Serialization/Deserialization
Serialization is the process of turning structured in-memory objects into a byte stream for transmission over a network or for writing to persistent storage
Deserialization is the reverse process from a byte stream back to a series of structured in-memory objects
When selecting a data serialization format, the following characteristic should be evaluated:
- Schema support and Schema evolution
- Code generation
- Language support / Interoperability
- Transparent compression
- Splitability
- Support in Big Data / Fast Data Ecosystem
Forward Compatibility
Forwards compatibility means that consumers can read data produced from a client using a later version of the schema than that consumer. In the case where a new field is added to a Protobuf message, the message will be decoded by the consumer but it will have no knowledge of that new field until it moves to the later version.

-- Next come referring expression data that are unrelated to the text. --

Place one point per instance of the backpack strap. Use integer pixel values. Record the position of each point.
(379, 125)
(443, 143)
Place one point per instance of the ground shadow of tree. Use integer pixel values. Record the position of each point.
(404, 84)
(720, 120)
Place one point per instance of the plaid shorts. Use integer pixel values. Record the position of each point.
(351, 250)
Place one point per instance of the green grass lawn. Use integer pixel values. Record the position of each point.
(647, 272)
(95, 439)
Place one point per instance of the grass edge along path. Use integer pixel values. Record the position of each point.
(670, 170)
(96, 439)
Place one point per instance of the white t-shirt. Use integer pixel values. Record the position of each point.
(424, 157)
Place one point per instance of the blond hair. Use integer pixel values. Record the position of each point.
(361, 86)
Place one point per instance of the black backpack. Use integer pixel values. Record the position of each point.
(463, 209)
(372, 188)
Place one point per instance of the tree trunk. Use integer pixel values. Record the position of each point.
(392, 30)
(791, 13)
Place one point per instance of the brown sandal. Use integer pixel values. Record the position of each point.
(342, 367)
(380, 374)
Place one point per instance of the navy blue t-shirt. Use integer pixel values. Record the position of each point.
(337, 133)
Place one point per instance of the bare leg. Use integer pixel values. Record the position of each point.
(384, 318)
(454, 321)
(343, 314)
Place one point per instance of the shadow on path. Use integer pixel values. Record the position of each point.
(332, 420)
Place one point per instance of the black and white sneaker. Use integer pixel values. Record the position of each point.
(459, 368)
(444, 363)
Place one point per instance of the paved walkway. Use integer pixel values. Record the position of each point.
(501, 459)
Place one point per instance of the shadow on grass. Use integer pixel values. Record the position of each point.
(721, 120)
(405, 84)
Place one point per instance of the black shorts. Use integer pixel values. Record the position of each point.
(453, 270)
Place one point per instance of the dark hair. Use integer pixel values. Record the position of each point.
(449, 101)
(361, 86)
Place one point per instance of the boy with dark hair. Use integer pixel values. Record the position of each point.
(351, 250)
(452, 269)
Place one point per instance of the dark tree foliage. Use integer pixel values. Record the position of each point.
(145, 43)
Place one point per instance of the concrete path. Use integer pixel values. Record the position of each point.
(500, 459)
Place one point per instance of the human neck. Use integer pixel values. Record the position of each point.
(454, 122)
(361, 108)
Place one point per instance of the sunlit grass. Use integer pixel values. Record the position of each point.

Fields that have been deleted in the new schema will be deserialised as default values for the relevant types in the consumer programming language. In both cases no deserialisation errors occur as a result of the schema mismatch.
Backward Compatiblity
Backwards compatibility means that consumers using a newer version of the schema can read the data produced by a client with an earlier version of the schema. In a similar but reversed fashion as described above, fields that have been added in the newer version will be deserialised, but because the producer has no knowledge of the new fields, messages are transmitted with no data in those fields, and are subsequently deserialised with default values in the consumer.
Fields that have been deleted in the new schema will naturally require that any subsequent code that was in place to handle that data be refactored to cope.